Wir haben nie mit einer Warteliste gearbeitet, sondern versucht, bei Anmeldung sofort einen ersten Gesprächstermin zu vergeben. Dafür bin ich den Kollegen im Team sehr dankbar. Ich hoffe, dass sie das weiter durchhalten können. Denn auch in diesem Jahr kommt die Beratungsstelle bestimmt wieder auf über 550 Fälle.
Die sich auf wie viele Mitarbeiter aufteilen?
Zwei in Vollzeit - mich noch eingerechnet - und drei Kolleginnen in Teilzeit.
Was braucht es, um Kinder fürs Leben stark zu machen?

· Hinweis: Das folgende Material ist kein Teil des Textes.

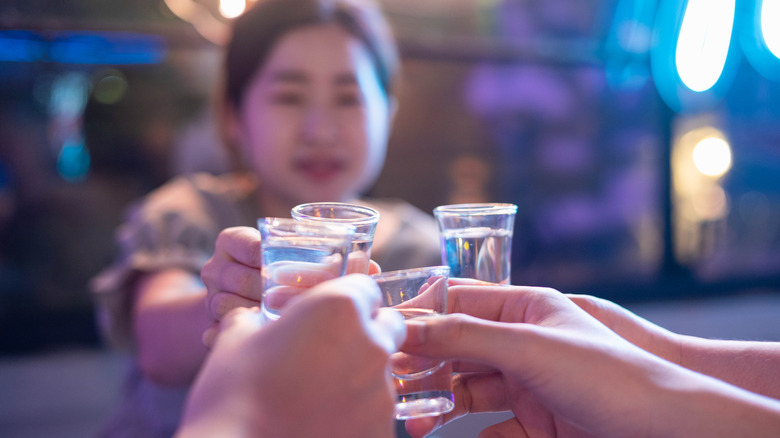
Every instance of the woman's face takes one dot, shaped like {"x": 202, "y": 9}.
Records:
{"x": 314, "y": 120}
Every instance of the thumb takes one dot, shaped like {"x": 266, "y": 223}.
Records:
{"x": 509, "y": 428}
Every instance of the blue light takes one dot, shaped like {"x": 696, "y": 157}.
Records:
{"x": 74, "y": 160}
{"x": 770, "y": 25}
{"x": 107, "y": 48}
{"x": 693, "y": 60}
{"x": 760, "y": 36}
{"x": 21, "y": 46}
{"x": 703, "y": 42}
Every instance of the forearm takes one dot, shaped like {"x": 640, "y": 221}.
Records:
{"x": 750, "y": 365}
{"x": 691, "y": 404}
{"x": 168, "y": 321}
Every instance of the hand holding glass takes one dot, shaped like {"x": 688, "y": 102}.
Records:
{"x": 298, "y": 255}
{"x": 423, "y": 385}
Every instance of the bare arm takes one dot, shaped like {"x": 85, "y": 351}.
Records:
{"x": 749, "y": 365}
{"x": 169, "y": 317}
{"x": 565, "y": 374}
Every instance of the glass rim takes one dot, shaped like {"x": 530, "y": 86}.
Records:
{"x": 484, "y": 208}
{"x": 328, "y": 228}
{"x": 414, "y": 272}
{"x": 370, "y": 215}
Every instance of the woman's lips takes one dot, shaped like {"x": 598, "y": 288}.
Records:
{"x": 319, "y": 170}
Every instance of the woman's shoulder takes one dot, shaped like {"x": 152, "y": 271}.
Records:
{"x": 406, "y": 236}
{"x": 193, "y": 193}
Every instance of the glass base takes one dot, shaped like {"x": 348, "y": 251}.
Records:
{"x": 423, "y": 404}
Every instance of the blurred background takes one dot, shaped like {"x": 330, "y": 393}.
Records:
{"x": 639, "y": 138}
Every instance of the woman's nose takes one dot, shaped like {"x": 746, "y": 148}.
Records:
{"x": 319, "y": 127}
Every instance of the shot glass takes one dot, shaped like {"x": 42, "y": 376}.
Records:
{"x": 476, "y": 240}
{"x": 298, "y": 255}
{"x": 364, "y": 219}
{"x": 423, "y": 385}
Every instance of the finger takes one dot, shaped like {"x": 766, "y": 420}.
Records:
{"x": 234, "y": 277}
{"x": 237, "y": 320}
{"x": 220, "y": 303}
{"x": 391, "y": 329}
{"x": 277, "y": 297}
{"x": 510, "y": 428}
{"x": 210, "y": 335}
{"x": 358, "y": 263}
{"x": 300, "y": 274}
{"x": 496, "y": 302}
{"x": 459, "y": 281}
{"x": 242, "y": 244}
{"x": 359, "y": 287}
{"x": 465, "y": 337}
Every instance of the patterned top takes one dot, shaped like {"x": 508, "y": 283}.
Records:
{"x": 176, "y": 226}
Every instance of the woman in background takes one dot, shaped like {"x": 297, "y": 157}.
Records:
{"x": 306, "y": 109}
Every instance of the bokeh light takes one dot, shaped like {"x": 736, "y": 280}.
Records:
{"x": 231, "y": 8}
{"x": 712, "y": 156}
{"x": 704, "y": 40}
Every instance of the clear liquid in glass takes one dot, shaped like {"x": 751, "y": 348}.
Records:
{"x": 479, "y": 253}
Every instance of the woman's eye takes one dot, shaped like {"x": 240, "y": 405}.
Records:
{"x": 348, "y": 99}
{"x": 287, "y": 99}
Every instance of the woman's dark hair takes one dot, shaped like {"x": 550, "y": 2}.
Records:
{"x": 259, "y": 28}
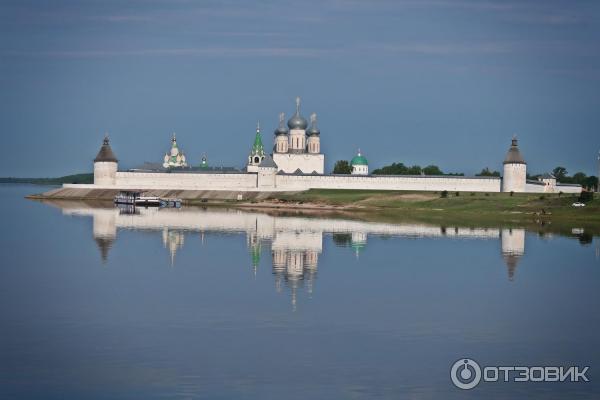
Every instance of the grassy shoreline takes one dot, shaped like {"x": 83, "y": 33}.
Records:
{"x": 466, "y": 208}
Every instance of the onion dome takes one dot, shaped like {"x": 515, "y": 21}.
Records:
{"x": 313, "y": 130}
{"x": 282, "y": 129}
{"x": 297, "y": 121}
{"x": 105, "y": 154}
{"x": 359, "y": 159}
{"x": 514, "y": 155}
{"x": 268, "y": 162}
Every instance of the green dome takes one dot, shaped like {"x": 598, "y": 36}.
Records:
{"x": 359, "y": 159}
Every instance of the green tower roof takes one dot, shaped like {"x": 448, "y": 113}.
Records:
{"x": 257, "y": 147}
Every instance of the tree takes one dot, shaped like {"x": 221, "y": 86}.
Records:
{"x": 342, "y": 167}
{"x": 579, "y": 178}
{"x": 486, "y": 172}
{"x": 432, "y": 170}
{"x": 414, "y": 170}
{"x": 559, "y": 173}
{"x": 591, "y": 182}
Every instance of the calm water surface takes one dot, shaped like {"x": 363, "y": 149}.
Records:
{"x": 193, "y": 303}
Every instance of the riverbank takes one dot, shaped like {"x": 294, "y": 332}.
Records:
{"x": 464, "y": 207}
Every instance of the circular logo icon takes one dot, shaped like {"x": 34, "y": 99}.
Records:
{"x": 465, "y": 373}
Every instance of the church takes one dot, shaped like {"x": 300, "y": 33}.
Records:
{"x": 297, "y": 147}
{"x": 296, "y": 163}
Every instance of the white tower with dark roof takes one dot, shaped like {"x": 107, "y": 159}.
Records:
{"x": 515, "y": 169}
{"x": 105, "y": 165}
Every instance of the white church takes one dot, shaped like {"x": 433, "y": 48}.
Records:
{"x": 296, "y": 163}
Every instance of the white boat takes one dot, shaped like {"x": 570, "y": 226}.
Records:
{"x": 136, "y": 198}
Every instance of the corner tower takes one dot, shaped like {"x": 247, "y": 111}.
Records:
{"x": 360, "y": 165}
{"x": 515, "y": 169}
{"x": 105, "y": 165}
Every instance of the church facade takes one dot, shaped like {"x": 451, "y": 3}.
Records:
{"x": 296, "y": 163}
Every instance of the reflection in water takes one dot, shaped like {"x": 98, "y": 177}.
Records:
{"x": 295, "y": 242}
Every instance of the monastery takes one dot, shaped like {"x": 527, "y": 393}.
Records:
{"x": 297, "y": 163}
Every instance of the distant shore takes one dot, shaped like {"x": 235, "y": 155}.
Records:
{"x": 75, "y": 178}
{"x": 472, "y": 208}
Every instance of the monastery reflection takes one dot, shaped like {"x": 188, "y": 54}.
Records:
{"x": 295, "y": 242}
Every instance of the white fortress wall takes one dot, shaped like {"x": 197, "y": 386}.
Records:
{"x": 425, "y": 183}
{"x": 537, "y": 188}
{"x": 182, "y": 181}
{"x": 307, "y": 163}
{"x": 266, "y": 226}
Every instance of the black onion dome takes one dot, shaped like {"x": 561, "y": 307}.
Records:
{"x": 105, "y": 154}
{"x": 297, "y": 122}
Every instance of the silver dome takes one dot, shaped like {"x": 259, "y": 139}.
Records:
{"x": 281, "y": 129}
{"x": 313, "y": 130}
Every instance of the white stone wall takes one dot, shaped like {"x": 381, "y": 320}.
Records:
{"x": 536, "y": 188}
{"x": 105, "y": 173}
{"x": 424, "y": 183}
{"x": 298, "y": 139}
{"x": 514, "y": 178}
{"x": 206, "y": 181}
{"x": 307, "y": 163}
{"x": 266, "y": 178}
{"x": 360, "y": 170}
{"x": 282, "y": 143}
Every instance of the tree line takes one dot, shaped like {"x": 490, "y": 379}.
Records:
{"x": 344, "y": 167}
{"x": 560, "y": 173}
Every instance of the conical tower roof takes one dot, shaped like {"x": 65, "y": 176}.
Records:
{"x": 257, "y": 147}
{"x": 513, "y": 156}
{"x": 105, "y": 154}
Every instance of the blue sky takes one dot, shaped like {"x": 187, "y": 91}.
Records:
{"x": 432, "y": 81}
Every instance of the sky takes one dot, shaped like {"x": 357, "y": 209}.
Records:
{"x": 421, "y": 82}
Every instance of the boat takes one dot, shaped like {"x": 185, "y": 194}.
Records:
{"x": 135, "y": 198}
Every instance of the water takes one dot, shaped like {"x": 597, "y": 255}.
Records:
{"x": 216, "y": 303}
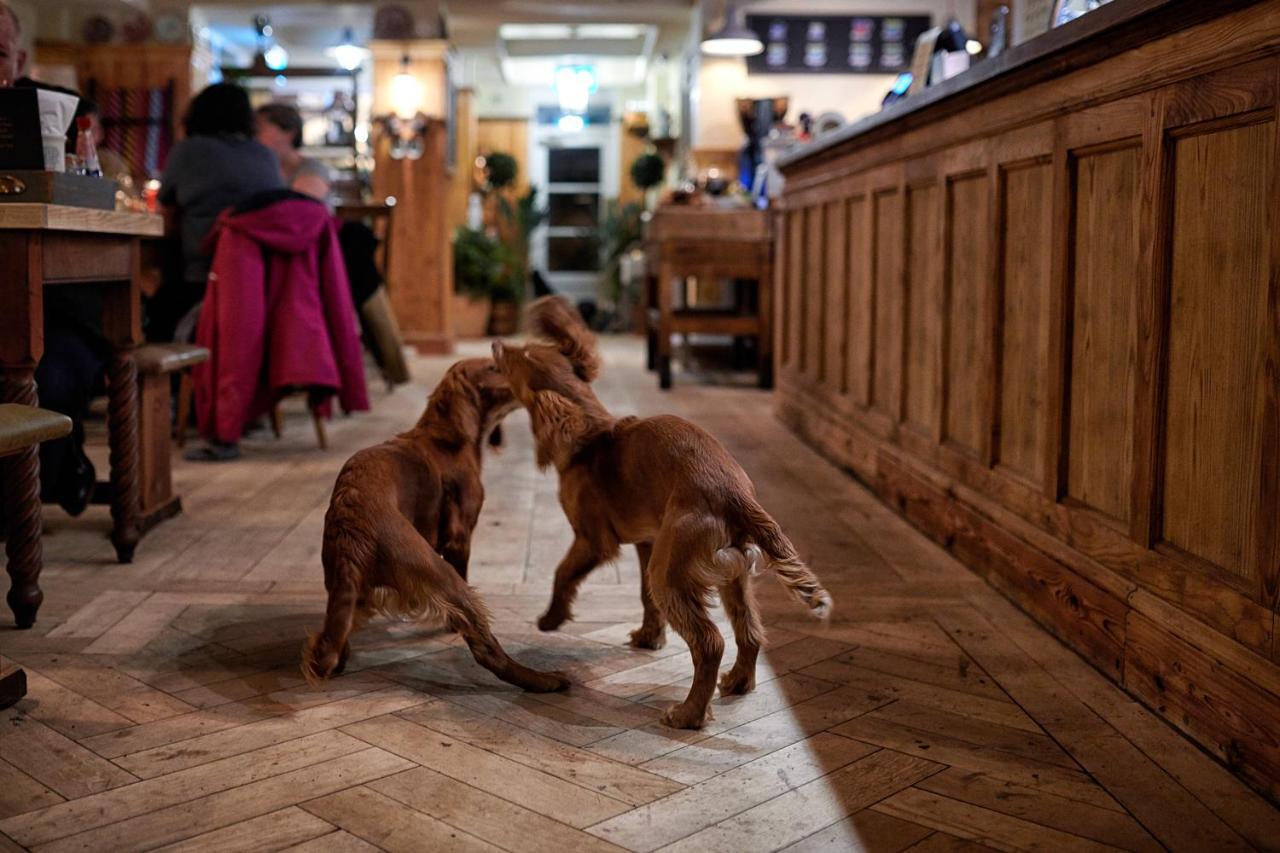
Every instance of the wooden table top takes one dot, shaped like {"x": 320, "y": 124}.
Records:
{"x": 39, "y": 217}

Es braucht Eltern, die Freude haben an und mit ihren Kindern, die gute Unterstützung haben, auch in der Mehrgenerationenperspektive, und die in der Gesellschaft geachtet werden für die Erziehungs- und Beziehungsarbeit, die sie leisten. Eine Kernbotschaft, die ich versucht habe, zu vermitteln, war: Fürsorglich sein, für Kinder da sein, aber auch Regeln und Grenzen vertreten! Eltern, die ihren Kindern alles recht machen wollen, überfordern sie; die Kinder reagieren etwa mit tyrannischem Verhalten. Kindern tut es gut, wenn die Eltern die starken sind. Nach dem ersten Lebensjahr sollte die Partnerschaft der Eltern wieder an erster Stelle stehen - zweitrangige Kinder sind glückliche Kinder.
Was fehlt Familien am meisten?
Es fehlt an Zeit, in der man zusammensitzt, miteinander redet, vielleicht beim gemeinsamen Abendessen. Und dass man das Grundgefühl hat: Schön, dass es jeden gibt, jeder ist wertvoll, auch wenn er nichts leistet.

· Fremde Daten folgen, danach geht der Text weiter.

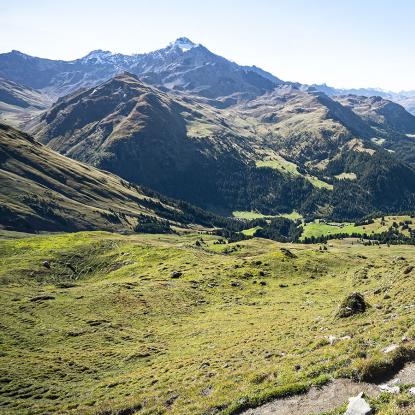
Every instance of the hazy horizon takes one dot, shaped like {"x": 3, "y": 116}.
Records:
{"x": 349, "y": 45}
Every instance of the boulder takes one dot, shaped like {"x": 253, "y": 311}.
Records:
{"x": 351, "y": 305}
{"x": 389, "y": 389}
{"x": 358, "y": 406}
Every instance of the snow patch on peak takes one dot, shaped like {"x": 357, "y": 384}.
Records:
{"x": 99, "y": 55}
{"x": 183, "y": 43}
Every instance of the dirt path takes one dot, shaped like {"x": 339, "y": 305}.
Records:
{"x": 317, "y": 401}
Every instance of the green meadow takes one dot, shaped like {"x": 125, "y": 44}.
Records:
{"x": 169, "y": 324}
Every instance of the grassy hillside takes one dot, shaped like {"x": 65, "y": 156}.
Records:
{"x": 286, "y": 150}
{"x": 19, "y": 104}
{"x": 105, "y": 329}
{"x": 41, "y": 190}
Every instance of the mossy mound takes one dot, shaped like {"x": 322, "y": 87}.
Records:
{"x": 351, "y": 305}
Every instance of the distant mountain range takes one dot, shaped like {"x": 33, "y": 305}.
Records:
{"x": 404, "y": 98}
{"x": 181, "y": 66}
{"x": 40, "y": 190}
{"x": 198, "y": 127}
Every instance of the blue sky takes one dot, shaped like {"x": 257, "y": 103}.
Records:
{"x": 345, "y": 43}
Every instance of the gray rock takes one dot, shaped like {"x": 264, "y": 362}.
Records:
{"x": 176, "y": 274}
{"x": 358, "y": 406}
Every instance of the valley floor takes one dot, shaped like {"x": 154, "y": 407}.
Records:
{"x": 100, "y": 323}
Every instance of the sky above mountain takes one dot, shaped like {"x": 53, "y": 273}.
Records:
{"x": 345, "y": 44}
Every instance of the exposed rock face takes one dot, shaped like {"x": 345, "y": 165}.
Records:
{"x": 351, "y": 305}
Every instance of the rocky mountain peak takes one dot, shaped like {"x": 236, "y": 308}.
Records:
{"x": 183, "y": 43}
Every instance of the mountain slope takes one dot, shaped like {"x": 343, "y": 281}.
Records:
{"x": 42, "y": 190}
{"x": 19, "y": 104}
{"x": 272, "y": 154}
{"x": 404, "y": 98}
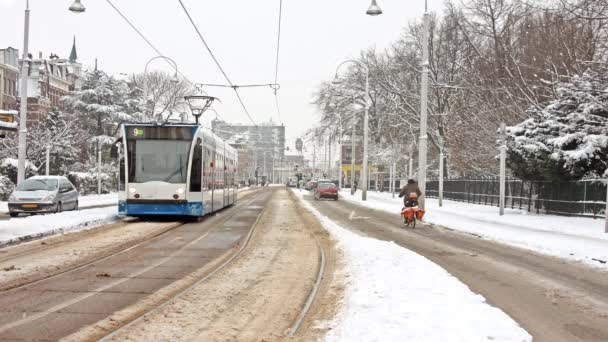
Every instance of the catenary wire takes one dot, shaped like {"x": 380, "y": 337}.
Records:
{"x": 153, "y": 47}
{"x": 216, "y": 61}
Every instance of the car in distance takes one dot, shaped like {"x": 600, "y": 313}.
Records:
{"x": 43, "y": 194}
{"x": 292, "y": 183}
{"x": 311, "y": 185}
{"x": 326, "y": 190}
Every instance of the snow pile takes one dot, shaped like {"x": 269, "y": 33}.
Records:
{"x": 38, "y": 226}
{"x": 98, "y": 200}
{"x": 83, "y": 201}
{"x": 575, "y": 238}
{"x": 394, "y": 294}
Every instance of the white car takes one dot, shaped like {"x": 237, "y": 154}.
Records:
{"x": 43, "y": 194}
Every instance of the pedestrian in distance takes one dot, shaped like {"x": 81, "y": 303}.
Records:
{"x": 410, "y": 194}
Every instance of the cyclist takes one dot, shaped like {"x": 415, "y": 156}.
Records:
{"x": 410, "y": 194}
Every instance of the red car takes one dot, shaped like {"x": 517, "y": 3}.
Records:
{"x": 326, "y": 190}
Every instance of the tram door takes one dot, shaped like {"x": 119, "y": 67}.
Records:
{"x": 196, "y": 177}
{"x": 207, "y": 177}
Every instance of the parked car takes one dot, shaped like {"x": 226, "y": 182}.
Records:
{"x": 311, "y": 185}
{"x": 292, "y": 183}
{"x": 43, "y": 194}
{"x": 326, "y": 190}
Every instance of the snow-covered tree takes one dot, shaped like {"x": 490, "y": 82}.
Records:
{"x": 100, "y": 101}
{"x": 568, "y": 138}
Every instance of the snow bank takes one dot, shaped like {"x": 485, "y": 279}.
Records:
{"x": 575, "y": 238}
{"x": 37, "y": 226}
{"x": 393, "y": 294}
{"x": 83, "y": 201}
{"x": 95, "y": 200}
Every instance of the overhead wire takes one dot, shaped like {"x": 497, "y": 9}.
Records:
{"x": 276, "y": 70}
{"x": 153, "y": 47}
{"x": 217, "y": 63}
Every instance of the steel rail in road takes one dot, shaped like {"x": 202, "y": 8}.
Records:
{"x": 189, "y": 288}
{"x": 51, "y": 246}
{"x": 215, "y": 226}
{"x": 313, "y": 293}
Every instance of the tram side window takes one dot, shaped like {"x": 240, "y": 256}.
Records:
{"x": 121, "y": 173}
{"x": 197, "y": 163}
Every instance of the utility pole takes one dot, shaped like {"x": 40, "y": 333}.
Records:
{"x": 48, "y": 152}
{"x": 364, "y": 184}
{"x": 22, "y": 149}
{"x": 423, "y": 107}
{"x": 411, "y": 163}
{"x": 441, "y": 157}
{"x": 606, "y": 211}
{"x": 98, "y": 167}
{"x": 503, "y": 167}
{"x": 353, "y": 160}
{"x": 340, "y": 156}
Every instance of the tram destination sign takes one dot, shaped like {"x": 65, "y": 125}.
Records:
{"x": 159, "y": 133}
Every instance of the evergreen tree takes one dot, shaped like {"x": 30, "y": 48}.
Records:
{"x": 568, "y": 138}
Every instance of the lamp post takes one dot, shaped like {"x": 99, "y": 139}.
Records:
{"x": 76, "y": 7}
{"x": 365, "y": 127}
{"x": 423, "y": 107}
{"x": 374, "y": 9}
{"x": 174, "y": 80}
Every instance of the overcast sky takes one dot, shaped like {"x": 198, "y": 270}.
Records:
{"x": 316, "y": 36}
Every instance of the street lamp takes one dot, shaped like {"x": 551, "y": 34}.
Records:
{"x": 76, "y": 7}
{"x": 173, "y": 80}
{"x": 199, "y": 104}
{"x": 374, "y": 9}
{"x": 365, "y": 130}
{"x": 424, "y": 85}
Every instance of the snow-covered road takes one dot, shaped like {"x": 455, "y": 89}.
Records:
{"x": 574, "y": 238}
{"x": 394, "y": 294}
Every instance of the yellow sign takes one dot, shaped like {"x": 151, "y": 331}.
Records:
{"x": 347, "y": 168}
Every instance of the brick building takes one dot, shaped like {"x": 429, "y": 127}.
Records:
{"x": 49, "y": 79}
{"x": 9, "y": 74}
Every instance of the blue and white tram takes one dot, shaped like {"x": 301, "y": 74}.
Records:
{"x": 174, "y": 169}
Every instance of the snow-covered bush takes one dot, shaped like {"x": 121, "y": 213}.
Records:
{"x": 8, "y": 169}
{"x": 6, "y": 188}
{"x": 568, "y": 138}
{"x": 86, "y": 182}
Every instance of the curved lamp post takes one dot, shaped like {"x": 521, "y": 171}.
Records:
{"x": 174, "y": 80}
{"x": 365, "y": 131}
{"x": 76, "y": 7}
{"x": 424, "y": 82}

Sie sind einer der wenigen, von denen man auch kritische Töne in Sachen Krippenbetreuung gehört hat. Diese sei der häuslichen Erziehung nicht vorzuziehen.
Ja, und ich stehe nach wie vor zu dieser Überzeugung, die wir durch Studien belegen können: Kinder bis zwei Jahre spielen zwar parallel, lassen sich von dem, was andere Kinder machen, anstecken, aber sie können noch nicht wirklich miteinander spielen. Vor allem: Sie können erst spielen und die Umwelt entdecken, wenn sie sich sicher fühlen. Das ist bei Mama, Papa, Oma, Opa, beim großen Bruder oder einer anderen, emotional nahestehenden Person der Fall. Auch bei einer Erzieherin, die feinfühlig ist und das Vertrauen des Kindes gewonnen hat. Dazu braucht es aber Eingewöhnungszeiten von vier, sechs, acht Wochen. Es gibt eindeutige Studien, die besagen, am besten gedeihen Kinder, bei denen in den ersten drei Jahren ein Elternteil zuhause bleibt - und zwar gern, und mit guten sozialen Kontakten. Am schwierigsten ist es, wenn jemand ungern zuhause ist, depressiv rumhängt und vom Kind genervt ist. Für diese vielleicht zehn Prozent ist Krippe ein Rettungsanker. Oder wenn finanzielle Not besteht. Da ist es tatsächlich besser, wenn das Kind eine qualitativ gute Krippenbetreuung hat.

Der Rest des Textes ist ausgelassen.